The voice of authors who are in a privileged position can evidently be used to enact real change rather than just make slightly controversial jokes about their bumbling political leader of choice

However, clearly speakers did not feel restricted by this connection and their public objections had an integral influence in the release of an innocent man. The festival has also been criticised in the past for welcoming a Western influence as they often invite authors and prominent figures from the UK to speak at events. Rather than revering the opinions of these Western authors and allowing them the platform to ramble on about somewhat mundane topics, these figures use their position of privilege to join in the challenge of authority. The voice of authors who are in a privileged position can evidently be used to enact real change rather than just make slightly controversial jokes about their bumbling political leader of choice.
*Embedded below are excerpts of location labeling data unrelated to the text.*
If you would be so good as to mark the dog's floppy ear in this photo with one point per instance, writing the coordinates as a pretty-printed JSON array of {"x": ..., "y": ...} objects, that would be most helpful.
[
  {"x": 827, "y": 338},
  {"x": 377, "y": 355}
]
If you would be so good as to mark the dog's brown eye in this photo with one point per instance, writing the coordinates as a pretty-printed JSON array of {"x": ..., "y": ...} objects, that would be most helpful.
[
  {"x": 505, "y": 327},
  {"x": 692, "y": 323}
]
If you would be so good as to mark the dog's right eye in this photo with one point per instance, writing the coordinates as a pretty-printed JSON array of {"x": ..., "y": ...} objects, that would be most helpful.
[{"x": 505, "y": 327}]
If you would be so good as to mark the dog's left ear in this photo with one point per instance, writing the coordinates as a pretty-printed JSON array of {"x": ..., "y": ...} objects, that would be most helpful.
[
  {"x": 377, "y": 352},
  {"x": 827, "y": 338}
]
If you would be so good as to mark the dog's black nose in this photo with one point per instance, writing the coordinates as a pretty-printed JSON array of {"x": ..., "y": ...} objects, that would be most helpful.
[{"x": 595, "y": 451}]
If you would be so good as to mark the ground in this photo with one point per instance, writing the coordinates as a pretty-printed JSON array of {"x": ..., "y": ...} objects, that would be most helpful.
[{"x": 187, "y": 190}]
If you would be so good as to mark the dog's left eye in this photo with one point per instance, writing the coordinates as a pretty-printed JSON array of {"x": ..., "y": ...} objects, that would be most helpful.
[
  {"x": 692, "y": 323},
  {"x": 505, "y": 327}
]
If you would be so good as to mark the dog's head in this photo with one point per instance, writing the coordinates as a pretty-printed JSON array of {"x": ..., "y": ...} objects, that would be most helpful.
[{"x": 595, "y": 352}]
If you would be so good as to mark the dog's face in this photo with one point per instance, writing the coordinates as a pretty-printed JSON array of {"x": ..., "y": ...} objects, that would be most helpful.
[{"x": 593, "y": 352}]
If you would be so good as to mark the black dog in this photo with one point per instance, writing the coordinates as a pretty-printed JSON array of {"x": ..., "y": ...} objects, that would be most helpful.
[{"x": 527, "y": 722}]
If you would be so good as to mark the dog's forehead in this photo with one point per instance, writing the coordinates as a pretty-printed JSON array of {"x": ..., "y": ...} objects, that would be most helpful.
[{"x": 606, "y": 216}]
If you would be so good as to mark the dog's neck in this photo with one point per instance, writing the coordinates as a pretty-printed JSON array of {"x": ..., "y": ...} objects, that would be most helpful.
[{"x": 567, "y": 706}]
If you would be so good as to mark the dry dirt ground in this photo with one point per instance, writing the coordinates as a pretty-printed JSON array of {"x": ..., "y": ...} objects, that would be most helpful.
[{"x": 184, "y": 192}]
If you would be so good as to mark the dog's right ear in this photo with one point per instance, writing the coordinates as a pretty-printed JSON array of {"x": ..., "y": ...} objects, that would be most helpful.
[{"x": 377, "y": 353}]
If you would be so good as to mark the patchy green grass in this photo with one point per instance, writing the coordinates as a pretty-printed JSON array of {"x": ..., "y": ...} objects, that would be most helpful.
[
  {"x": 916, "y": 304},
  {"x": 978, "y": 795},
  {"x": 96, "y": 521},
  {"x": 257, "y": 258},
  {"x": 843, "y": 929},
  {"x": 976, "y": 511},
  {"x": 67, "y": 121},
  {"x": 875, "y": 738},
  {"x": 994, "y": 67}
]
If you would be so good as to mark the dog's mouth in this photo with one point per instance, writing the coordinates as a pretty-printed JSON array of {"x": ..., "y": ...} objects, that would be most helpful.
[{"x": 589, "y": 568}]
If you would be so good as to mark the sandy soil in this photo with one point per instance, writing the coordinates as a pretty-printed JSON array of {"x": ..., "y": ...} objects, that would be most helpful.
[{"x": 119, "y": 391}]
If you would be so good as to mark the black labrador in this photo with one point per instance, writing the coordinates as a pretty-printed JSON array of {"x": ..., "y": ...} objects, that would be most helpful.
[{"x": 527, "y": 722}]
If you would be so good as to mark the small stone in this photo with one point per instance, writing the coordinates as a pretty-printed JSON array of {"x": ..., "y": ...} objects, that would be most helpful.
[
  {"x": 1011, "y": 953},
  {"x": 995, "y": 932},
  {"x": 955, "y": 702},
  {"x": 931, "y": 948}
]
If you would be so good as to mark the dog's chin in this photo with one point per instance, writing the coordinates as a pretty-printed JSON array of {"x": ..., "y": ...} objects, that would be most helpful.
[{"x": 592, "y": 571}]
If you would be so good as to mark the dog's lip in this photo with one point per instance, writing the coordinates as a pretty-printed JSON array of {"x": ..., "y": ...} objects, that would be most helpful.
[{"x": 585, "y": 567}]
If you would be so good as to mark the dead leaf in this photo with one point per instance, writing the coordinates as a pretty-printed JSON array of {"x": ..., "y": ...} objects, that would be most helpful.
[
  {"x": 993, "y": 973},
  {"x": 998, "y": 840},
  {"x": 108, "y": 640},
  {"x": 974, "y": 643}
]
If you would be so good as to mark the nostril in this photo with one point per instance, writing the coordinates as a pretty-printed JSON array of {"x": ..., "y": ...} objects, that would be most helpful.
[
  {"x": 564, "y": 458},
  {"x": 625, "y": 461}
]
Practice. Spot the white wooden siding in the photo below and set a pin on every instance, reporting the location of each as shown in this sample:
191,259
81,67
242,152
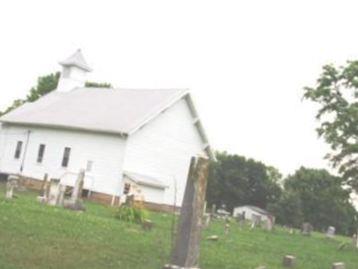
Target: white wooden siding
163,149
106,152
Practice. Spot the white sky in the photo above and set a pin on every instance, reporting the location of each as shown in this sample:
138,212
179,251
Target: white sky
246,62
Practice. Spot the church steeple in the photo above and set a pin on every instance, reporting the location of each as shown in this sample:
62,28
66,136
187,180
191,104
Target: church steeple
74,70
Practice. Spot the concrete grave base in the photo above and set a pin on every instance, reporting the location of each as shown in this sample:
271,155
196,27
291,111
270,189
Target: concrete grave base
171,266
289,261
338,265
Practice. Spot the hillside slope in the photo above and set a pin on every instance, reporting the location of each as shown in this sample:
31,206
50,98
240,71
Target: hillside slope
36,236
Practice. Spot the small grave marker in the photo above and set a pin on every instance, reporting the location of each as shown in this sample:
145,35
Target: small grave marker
289,261
75,201
355,240
54,191
12,183
330,232
338,265
306,229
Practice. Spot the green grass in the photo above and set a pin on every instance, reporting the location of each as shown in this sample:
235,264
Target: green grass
37,236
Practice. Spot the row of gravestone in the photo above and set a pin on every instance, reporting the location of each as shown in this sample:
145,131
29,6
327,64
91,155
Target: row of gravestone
53,192
289,261
307,229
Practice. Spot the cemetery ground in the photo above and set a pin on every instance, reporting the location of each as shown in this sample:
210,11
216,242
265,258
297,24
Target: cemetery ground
38,236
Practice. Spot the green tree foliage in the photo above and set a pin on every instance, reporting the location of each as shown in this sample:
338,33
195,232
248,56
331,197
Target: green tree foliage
323,200
288,209
89,84
336,92
235,180
45,84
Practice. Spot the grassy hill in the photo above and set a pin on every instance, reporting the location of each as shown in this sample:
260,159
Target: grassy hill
37,236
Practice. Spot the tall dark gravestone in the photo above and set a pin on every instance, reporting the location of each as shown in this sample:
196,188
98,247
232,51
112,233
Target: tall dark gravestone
187,243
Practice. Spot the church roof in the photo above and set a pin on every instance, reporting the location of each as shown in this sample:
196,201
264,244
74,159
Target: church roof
77,60
145,180
119,111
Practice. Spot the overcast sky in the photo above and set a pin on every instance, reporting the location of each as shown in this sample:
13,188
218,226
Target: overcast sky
245,62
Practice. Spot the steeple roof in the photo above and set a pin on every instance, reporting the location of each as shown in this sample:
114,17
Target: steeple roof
77,60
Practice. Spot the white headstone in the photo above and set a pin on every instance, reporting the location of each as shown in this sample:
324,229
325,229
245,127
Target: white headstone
12,183
54,192
331,232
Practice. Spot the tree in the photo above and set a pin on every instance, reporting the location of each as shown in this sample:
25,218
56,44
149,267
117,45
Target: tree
235,180
336,93
45,85
323,200
288,209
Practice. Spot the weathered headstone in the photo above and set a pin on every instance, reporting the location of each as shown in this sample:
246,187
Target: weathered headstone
12,183
268,224
213,238
213,210
147,225
330,232
61,195
306,229
45,190
338,265
355,240
289,261
206,219
75,201
54,192
227,228
187,243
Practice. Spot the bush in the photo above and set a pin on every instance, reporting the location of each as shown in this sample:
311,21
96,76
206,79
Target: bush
131,214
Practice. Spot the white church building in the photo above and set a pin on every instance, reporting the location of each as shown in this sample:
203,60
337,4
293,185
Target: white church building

The recent persecution of the Rohingya population eventually dominated Western media after the exposure of the issue over social media lead to a public awareness of what was happening. The news of the West has since moved on, but the victims of that persecution have not magically disappeared like the attention of the mass public. The speakers at the Dhaka Lit Festival refuse to forget them. Instead, they are challenging authorities to snap out of their complacency and come through on the promises they made when the interrogative spotlight of the West was focused in on them. The facets of injustice that the Dhaka Lit Festival contributes to challenge are seemingly boundless, and this is exactly what literature should be utilised to expedite. 

Such a fear seems so far detached from the rights we tend to take for granted as part of everyday life and as such, the platform of a literary festival isn’t an essential step to allow our opinions to be expressed

Part of the reason why the literary festivals of the West may be seen to be a more trivial affair is perhaps down to the fact that the right to freedom of speech is readily available here. We are allowed to voice our opinions on the government (supposedly) running the country and that ability is so accessible that we can casually tweet about it within the space of a few seconds and move on with the rest of our day. At no point in that process do we worry about being imprisoned or killed for sending that tweet. Unfortunately, this isn’t a universal sentiment.

In places where freedom of speech is limited, voicing these very opinions can be a fatal choice. Rather than taking a minute of a day to pen a scathing review of the Prime Minister’s latest blunder, citizens in many other countries have to go through the process of publishing literature under anonymous titles or pseudonyms in order to articulate their dissent. Even with these precautions, they live out their lives in fear of the consequences of being discovered as the author. Such a fear seems so far detached from the rights we tend to take for granted as part of everyday life and as such, the platform of a literary festival isn’t an essential step to allow our opinions to be expressed. 

Literature has often been used to give a voice to those silenced by society. It is a medium through which corrupt governments can be criticised and taboo topics can be tackled. In contrast to the generally more tame festivals of the West, countries such as Bangladesh can utilise this characteristic of literature to attempt to liberate the oppressed and trigger crucial reform to make their country a safer place of progressive equality. Speakers expose and actively challenge injustice, refusing to stop at just publishing books that are seen to be controversial, but ensuring instead that their protest is heard in front of a crowd willing to join the protest.  As such, the Dhaka Lit Festival has the substantial capability of providing a stage upon which revolution can be incited, and is a testament to the political and social change that the literary festival has the potential to epitomize.